A clean, static site offers me the opportunity to control all these things, checks all the boxes to be trendy, and pushes me to step out of my Swift and iOS comfort zone.
I would like to start this blog by giving explicit credit to all the sources that helped me create it.
The main building blocks include:
- Jekyll as the static site generator behind the scenes.
- GitHub Pages, providing much more than hosting.
- And Hyde offered a solid foundation theme to build on.
But many other tools, snippets, and docs helped me shape the site. Here is a quick reference:
- Jekyll has some wonderful plugins (supported by GitHub Pages:)
- jekyll-sitemap, to improve SEO and accessibility with a site map.
- jekyll-seo-tag, to generate SEO metadata.
- jekyll-feed, to provide a feed for Atom readers.
- jekyll-mentions, to simplify @ mentions.
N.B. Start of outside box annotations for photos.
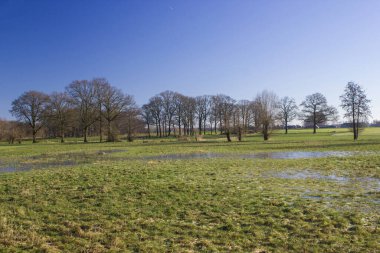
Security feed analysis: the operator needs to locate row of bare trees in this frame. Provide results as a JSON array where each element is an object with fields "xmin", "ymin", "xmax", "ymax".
[
  {"xmin": 142, "ymin": 91, "xmax": 337, "ymax": 141},
  {"xmin": 0, "ymin": 78, "xmax": 370, "ymax": 142},
  {"xmin": 10, "ymin": 78, "xmax": 140, "ymax": 142}
]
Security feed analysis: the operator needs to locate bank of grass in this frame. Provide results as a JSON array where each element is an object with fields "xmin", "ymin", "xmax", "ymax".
[{"xmin": 0, "ymin": 129, "xmax": 380, "ymax": 252}]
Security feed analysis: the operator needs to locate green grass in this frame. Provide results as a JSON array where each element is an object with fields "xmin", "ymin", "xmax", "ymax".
[{"xmin": 0, "ymin": 128, "xmax": 380, "ymax": 252}]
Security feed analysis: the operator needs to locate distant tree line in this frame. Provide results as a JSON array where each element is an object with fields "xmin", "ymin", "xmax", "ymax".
[{"xmin": 0, "ymin": 78, "xmax": 370, "ymax": 143}]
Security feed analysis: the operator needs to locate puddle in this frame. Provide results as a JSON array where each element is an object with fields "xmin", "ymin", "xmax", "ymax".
[
  {"xmin": 142, "ymin": 153, "xmax": 224, "ymax": 160},
  {"xmin": 143, "ymin": 151, "xmax": 354, "ymax": 160},
  {"xmin": 0, "ymin": 161, "xmax": 77, "ymax": 174},
  {"xmin": 271, "ymin": 170, "xmax": 350, "ymax": 182},
  {"xmin": 0, "ymin": 167, "xmax": 31, "ymax": 173},
  {"xmin": 97, "ymin": 149, "xmax": 127, "ymax": 155},
  {"xmin": 240, "ymin": 151, "xmax": 353, "ymax": 159}
]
- jekyll-gist, to make Github Gist embeds as simple as they can be.
- I also added other custom add-ons, thanks to:
- Twitter Cards on Jekyll, by Brian Bunke + Twitter’s reference.
- Reading Time without Plugins, by Calos Becker.
- Jekyll Heading Anchors, a great solution without plugins or JS.
- Plain link to share posts with Tweet Button.
- Simple image captions following this advice.
- The Liquid docs were excellent to help me get used to this template language used by Jekyll.
- And, last but not least, Goat Counter, is powering simple and respectful analytics. See Privacy for more info.
Shifting gears to design and accessibility, these were highly valuable:
- I got actionable feedback to improve accessibility from:
- Lighthouse in Google Chrome.
- WAVE Web Accessibility Evaluation Tool.
- ADAScan.
- W3C’s WAI-ARIA was a useful reference to keep around.
- The A11Y Project has some enlightening articles (at least for someone new to web accessibility.)
- Contrast Finder helped me build a proper color scheme.
- Source Serif Pro and Source Code Pro by Adobe (under the Open Font License) found in and provided by Google Fonts.
- Font Awesome supplies the icons all around.
- Syntax highlighting is heavily inspired by Xcode 11, and diff highlighting from Github.
- I used The Shapes of CSS on CSS-Tricks for my decorative graphics.
- Supporting Dark Mode in Your Web Content from Apple’s WWDC, showed me how to support dark mode and also exposed me to CSS variables.